Vietnamese FinTech App MoMo Reaches $2B Valuation with Mizuho Investment

B2B payments, partnership

Mizuho Bank led a group that invested about $200 million through a Series E funding round in Vietnam’s M_Service JSC, which operates Warburg Pincus LLC-backed FinTech app MoMo, putting its value over $2 billion, according to a Bloomberg report Tuesday (Dec. 21). 

Ward Ferry Management and existing shareholders Goodwater Capital LLC and Kora Management also contributed to the fundraising effort, co-founder Nguyen Manh Tuong told Bloomberg. That money is on top of the more than $100 million the company raised in January.  

MoMo will use the fresh capital to strengthen its position in the market and improve its products, said Nguyen, who is the company’s executive vice chairman and co-chief executive officer. MoMo will also increase its investments in technology and support digital transformations for mergers and acquisitions in the small- to medium-size business (SMB) sector. 

There are no plans for an initial public offering (IPO) in the next several years, he said. 

“The biggest challenge is still trust,” Nguyen said. “Going to the more rural areas, we still need to invest our time and money in educating the users.”  

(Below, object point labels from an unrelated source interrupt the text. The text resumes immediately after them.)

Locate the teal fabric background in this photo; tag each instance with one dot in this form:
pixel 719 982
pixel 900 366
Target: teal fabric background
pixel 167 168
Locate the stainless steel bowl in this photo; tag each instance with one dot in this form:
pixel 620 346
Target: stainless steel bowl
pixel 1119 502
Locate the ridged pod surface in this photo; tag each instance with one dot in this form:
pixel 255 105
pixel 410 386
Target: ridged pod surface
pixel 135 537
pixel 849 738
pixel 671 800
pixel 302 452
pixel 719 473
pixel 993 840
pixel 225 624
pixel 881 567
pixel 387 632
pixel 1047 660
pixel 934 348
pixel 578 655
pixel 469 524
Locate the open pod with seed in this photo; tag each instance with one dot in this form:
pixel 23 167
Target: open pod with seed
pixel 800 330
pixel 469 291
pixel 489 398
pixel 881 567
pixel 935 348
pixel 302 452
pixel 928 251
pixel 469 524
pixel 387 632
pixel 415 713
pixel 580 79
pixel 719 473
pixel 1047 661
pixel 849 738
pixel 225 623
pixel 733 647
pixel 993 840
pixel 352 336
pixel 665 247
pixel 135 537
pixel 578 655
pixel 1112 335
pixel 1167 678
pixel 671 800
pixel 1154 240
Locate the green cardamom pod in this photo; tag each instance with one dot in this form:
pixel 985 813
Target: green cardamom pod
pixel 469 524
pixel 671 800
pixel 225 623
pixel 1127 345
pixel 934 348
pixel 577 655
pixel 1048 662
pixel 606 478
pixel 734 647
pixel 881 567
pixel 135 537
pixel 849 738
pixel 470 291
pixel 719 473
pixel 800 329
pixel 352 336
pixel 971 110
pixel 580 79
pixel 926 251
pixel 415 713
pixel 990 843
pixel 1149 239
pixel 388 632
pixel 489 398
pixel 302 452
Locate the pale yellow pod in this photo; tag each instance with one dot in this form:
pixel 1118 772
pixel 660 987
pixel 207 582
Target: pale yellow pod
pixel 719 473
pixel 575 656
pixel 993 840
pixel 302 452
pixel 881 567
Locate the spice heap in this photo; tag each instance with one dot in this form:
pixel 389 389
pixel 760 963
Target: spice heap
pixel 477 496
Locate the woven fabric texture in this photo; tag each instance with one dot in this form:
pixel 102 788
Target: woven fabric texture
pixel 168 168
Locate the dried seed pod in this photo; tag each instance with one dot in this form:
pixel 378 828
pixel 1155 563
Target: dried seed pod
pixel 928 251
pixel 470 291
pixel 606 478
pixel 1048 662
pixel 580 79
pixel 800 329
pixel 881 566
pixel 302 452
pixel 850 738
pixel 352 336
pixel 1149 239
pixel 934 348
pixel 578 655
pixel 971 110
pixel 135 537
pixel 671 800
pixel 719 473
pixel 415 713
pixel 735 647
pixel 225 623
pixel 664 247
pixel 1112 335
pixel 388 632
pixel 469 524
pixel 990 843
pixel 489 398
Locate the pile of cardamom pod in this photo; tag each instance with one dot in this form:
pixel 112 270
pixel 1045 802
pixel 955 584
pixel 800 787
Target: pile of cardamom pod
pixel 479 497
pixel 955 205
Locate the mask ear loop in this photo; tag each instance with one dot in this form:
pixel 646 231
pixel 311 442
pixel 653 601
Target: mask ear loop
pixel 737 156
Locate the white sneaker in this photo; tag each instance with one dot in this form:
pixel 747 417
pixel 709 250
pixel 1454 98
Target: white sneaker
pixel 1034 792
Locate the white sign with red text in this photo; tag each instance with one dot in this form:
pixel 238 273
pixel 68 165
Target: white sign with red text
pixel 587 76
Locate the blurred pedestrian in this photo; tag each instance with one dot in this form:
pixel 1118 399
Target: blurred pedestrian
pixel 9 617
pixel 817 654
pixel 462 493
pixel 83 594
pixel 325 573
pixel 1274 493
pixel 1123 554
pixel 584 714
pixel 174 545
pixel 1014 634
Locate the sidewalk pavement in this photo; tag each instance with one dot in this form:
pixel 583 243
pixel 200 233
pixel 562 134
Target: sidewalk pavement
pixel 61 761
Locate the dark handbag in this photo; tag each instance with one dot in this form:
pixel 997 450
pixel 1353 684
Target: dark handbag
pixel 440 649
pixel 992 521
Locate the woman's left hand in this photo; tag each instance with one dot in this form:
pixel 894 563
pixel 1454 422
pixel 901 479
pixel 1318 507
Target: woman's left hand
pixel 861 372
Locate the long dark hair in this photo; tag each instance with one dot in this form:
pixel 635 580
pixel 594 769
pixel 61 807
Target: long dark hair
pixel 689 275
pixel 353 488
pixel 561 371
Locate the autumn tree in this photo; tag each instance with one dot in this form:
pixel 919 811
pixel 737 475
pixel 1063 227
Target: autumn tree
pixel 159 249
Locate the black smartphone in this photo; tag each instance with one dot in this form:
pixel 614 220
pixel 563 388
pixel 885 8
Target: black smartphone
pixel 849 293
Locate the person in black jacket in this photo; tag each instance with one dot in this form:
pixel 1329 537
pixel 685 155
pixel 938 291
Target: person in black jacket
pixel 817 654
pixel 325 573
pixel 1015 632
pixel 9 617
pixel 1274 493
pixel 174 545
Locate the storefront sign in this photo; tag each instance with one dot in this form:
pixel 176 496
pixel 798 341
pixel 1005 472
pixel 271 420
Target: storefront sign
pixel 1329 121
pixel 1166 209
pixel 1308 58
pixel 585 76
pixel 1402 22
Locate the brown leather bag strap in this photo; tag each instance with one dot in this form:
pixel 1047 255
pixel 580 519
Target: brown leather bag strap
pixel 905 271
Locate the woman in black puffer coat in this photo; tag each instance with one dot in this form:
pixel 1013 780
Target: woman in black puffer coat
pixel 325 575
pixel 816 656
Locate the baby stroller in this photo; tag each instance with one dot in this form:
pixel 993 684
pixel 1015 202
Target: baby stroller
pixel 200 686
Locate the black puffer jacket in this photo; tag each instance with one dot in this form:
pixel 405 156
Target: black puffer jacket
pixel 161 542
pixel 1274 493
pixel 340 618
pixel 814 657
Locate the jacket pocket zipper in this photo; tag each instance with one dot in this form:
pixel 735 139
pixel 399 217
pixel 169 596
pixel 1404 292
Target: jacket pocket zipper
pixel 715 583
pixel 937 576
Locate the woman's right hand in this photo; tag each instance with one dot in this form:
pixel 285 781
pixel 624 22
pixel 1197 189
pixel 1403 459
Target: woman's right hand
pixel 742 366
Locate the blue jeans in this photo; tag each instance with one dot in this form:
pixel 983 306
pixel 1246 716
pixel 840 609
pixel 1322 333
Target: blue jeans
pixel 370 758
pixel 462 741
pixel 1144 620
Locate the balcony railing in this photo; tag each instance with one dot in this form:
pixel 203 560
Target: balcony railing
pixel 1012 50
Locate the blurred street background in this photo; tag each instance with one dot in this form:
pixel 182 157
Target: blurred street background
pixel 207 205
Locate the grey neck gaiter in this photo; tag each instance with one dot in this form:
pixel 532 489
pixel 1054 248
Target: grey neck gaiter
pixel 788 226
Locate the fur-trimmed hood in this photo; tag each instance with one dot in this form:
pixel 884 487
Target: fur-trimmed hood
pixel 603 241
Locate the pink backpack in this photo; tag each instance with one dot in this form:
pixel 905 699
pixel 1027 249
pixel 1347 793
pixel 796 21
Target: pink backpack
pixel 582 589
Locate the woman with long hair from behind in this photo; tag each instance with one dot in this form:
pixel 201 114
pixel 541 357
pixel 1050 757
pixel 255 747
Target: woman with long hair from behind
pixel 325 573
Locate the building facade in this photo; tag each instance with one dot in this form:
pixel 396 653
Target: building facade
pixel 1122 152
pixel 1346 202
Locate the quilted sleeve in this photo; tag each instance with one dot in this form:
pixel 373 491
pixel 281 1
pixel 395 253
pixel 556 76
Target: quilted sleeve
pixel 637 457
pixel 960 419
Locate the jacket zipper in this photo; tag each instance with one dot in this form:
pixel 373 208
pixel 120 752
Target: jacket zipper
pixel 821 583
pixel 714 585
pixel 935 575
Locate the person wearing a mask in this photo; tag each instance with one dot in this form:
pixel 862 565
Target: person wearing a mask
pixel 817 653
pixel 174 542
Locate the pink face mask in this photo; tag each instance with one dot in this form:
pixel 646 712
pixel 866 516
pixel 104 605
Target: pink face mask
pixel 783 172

Southeast Asia’s internet economy is expected to double to $363 billion by 2025, according to a recent research paper from Google, Temasek Holdings Pte and Bain & Co.  

Related: Japan Has a Private and Public Digital Yen in the Works, But Will Cash-Friendly Consumers Go Along? 

Mizuho is part of the Digital Currency Forum, a consortium of 74 major companies and banks, local governments and other organizations that hope to have a privately issued digital yen stablecoin on the market in Japan by late 2022. 

The Bank of Japan (BoJ) said in April that it intends to have a phase-one test of a real digital yen — a central bank digital currency — completed by March 2022. 

Japanese consumers have trusted the cash and bank passbook systems across the nation for decades and see no reason to change. Also, Japan’s crime rate is very low and cash is accepted everywhere there because there are no fees associated with it for consumers or merchants, and transactions are completed immediately. 

About half of all Japanese households are thought to have a cash nest egg.